Эх, мне бы Серегины таланты — я б уже все знал наперед.
— Bis Bald, herr Erich, — все-таки иногда и разговорники оказываются полезными. — И вот еще что, пожалуй… Мне будут интересны и другие документы, имеющиеся в вашем архиве. В основном о людях, здешних, в бундесе, по всему миру. Гарантирую хорошую оплату и обещание, что ни один из ваших сотрудников не пострадает от моего распоряжения этими документами. А самых трудолюбивых я готов трудоустроить в своих организациях — от Японии до Майами. Подумайте!
Он уже ступил ногой на первую ступеньку, но оглянулся и устало кивнул:
— Я подумаю, подумаю.
За ним еще не закрылась дверь, как на пороге нарисовался Лу со своим помощником.
Теперь мне нужно было быстренько вернуться в Лондон — со дня на день ожидалось появление нашего дорогого Юрия Юрьевича. Да и папаша собирался навестить блудного сына, поделиться впечатлениями от общения с новыми правителями «империи зла».
Уже в самолете, глядя на горящие в ночи под крылом огни огромного города, Луиджи спросил:
— Зак, ты что-то от меня скрываешь?
— О чем ты, старина? — я перебирал в памяти состоявшийся разговор и не сразу сообразил, о чем задумался мой телохранитель.
— Откуда ты знаешь русский? Или это был польский? Или болгарский?
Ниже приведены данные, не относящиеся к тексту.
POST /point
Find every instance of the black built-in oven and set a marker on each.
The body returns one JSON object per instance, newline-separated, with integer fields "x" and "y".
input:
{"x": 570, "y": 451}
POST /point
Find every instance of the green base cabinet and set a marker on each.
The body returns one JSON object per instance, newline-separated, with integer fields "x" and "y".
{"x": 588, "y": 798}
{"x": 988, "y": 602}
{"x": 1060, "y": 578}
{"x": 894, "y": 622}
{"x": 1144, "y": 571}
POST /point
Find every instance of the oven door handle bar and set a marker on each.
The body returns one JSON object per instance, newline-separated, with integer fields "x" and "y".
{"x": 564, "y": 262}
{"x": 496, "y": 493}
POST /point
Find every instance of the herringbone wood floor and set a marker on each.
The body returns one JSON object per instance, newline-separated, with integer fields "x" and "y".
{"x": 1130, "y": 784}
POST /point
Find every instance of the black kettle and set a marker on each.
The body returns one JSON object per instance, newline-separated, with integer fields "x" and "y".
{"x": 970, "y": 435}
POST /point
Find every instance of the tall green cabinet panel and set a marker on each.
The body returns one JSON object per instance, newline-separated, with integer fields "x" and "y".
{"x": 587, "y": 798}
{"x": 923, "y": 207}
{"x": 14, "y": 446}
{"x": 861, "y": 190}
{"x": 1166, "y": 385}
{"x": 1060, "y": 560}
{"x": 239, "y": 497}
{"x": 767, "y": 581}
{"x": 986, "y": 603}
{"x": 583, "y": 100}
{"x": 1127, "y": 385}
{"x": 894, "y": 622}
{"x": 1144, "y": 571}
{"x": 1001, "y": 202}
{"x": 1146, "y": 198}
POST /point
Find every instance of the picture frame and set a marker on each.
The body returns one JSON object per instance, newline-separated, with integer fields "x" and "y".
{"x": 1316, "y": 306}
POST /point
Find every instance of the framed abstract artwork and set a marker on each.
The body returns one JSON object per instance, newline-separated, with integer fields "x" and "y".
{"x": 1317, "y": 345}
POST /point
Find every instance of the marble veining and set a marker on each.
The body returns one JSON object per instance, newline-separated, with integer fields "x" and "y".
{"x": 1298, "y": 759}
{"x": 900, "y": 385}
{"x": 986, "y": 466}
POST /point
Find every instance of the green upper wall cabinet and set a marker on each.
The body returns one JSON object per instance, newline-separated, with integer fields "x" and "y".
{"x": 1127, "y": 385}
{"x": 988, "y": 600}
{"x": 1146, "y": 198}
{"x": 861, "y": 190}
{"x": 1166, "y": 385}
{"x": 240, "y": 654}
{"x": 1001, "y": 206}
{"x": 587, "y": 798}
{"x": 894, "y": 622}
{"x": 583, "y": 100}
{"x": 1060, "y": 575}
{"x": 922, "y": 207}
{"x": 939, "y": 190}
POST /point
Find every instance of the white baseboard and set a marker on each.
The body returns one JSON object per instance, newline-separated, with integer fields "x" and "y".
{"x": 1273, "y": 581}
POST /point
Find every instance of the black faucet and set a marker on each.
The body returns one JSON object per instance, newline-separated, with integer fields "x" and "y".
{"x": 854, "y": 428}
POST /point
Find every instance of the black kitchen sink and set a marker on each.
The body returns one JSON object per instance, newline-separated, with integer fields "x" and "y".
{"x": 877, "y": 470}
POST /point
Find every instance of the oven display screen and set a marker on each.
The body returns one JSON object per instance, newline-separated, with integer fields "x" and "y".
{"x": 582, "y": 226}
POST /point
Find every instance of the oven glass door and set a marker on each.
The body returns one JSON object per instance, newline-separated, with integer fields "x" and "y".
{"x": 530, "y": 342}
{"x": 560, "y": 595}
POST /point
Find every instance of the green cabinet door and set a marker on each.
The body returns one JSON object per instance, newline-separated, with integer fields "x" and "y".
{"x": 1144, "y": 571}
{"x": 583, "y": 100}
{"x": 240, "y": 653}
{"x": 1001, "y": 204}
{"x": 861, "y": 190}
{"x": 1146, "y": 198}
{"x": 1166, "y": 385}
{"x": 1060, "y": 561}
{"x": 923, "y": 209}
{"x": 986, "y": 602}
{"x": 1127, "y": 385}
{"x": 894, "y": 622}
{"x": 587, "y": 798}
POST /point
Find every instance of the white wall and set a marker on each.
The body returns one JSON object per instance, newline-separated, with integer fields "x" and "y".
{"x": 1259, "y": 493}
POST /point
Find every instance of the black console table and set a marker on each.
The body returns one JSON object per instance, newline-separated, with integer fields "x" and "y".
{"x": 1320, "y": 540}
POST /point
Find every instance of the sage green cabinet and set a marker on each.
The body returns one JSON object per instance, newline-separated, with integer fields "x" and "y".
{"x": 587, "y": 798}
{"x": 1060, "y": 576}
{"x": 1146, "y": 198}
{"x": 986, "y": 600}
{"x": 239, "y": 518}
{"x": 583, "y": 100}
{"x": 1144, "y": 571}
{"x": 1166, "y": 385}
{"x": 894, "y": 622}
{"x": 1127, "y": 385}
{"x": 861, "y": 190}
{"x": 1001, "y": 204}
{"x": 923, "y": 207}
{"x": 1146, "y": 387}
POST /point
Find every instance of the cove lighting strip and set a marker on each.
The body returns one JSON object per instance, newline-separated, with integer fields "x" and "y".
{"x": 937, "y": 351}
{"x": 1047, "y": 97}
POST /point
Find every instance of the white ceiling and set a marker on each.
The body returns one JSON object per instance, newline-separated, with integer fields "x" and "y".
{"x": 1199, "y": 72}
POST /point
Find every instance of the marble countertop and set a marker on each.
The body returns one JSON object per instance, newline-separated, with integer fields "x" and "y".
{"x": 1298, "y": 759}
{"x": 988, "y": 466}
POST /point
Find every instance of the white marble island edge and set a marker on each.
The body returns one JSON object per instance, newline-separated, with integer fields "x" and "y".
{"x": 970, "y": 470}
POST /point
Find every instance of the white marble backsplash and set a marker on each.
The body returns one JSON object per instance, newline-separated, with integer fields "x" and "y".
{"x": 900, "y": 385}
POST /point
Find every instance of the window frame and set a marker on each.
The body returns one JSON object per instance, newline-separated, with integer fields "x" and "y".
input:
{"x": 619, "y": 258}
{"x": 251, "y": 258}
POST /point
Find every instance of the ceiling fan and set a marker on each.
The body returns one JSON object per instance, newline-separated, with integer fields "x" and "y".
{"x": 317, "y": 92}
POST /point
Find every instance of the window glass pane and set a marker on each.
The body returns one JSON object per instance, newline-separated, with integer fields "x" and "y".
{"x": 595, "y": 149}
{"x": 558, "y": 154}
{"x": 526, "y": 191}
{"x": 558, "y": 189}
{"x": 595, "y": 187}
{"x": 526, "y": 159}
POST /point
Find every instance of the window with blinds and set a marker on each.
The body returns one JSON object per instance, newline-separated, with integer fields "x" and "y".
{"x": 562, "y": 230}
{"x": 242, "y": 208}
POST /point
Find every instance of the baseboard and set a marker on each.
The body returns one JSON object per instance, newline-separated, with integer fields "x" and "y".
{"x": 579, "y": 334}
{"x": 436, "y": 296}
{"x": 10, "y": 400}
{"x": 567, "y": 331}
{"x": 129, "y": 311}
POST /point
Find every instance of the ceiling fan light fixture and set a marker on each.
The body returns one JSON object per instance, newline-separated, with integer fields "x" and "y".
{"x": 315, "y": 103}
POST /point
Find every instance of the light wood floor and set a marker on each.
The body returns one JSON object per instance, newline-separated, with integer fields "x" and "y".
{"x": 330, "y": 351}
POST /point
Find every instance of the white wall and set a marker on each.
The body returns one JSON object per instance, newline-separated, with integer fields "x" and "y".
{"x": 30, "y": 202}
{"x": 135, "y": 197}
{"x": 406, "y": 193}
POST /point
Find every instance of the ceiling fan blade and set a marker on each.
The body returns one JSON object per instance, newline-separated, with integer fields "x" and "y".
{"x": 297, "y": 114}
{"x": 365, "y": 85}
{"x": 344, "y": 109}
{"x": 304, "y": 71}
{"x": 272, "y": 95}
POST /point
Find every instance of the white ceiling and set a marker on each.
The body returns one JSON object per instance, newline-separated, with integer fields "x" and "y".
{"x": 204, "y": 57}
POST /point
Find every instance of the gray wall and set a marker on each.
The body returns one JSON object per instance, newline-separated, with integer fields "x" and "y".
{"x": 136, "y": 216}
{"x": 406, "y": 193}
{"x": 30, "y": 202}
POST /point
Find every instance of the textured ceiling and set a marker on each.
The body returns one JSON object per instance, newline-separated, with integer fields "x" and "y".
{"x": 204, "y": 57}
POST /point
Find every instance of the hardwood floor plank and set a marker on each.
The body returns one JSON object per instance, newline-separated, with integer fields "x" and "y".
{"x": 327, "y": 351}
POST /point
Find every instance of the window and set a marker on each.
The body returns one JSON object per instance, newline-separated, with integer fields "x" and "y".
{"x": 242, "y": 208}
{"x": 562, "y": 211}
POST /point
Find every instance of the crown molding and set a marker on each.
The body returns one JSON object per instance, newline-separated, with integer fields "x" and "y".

Откуда?
— Грехи юности, Лу. Мы все учились понемногу. Стихи на нем я написать не смогу, но что-то сказать и понять собеседника — вполне. Для общения достаточно, а больше мне и не нужно. Разве есть грех в знании тысячи-другой иностранных слов?
— Но не русского же!
— Лучше бы это был китайский?
Он отвернулся к иллюминатору, пару минут молчал, потом, как будто переступая через что-то внутри себя, сказал:
— Знаешь, у меня ощущение такое, будто за нами приглядывали после встречи со стариком. Не стал говорить на земле, потому что не очень уверен.
— Забудь, Лу. Мы возвращаемся в Лондон, — ответил я. — Кстати, я подумал — а не купить ли нам такой самолетик? Вроде шустрая машинка и летает далеко. Узнай, пожалуйста, ситуацию по таким штучкам, ок?
— Хорошо, Зак, я узнаю, — пообещал мне Луиджи.
— Спасибо, Лу. Что бы я без тебя делал? — пробормотал я, откинул спинку кресла и моментально уснул, убаюканный ровным гулом пары Garrett'ов.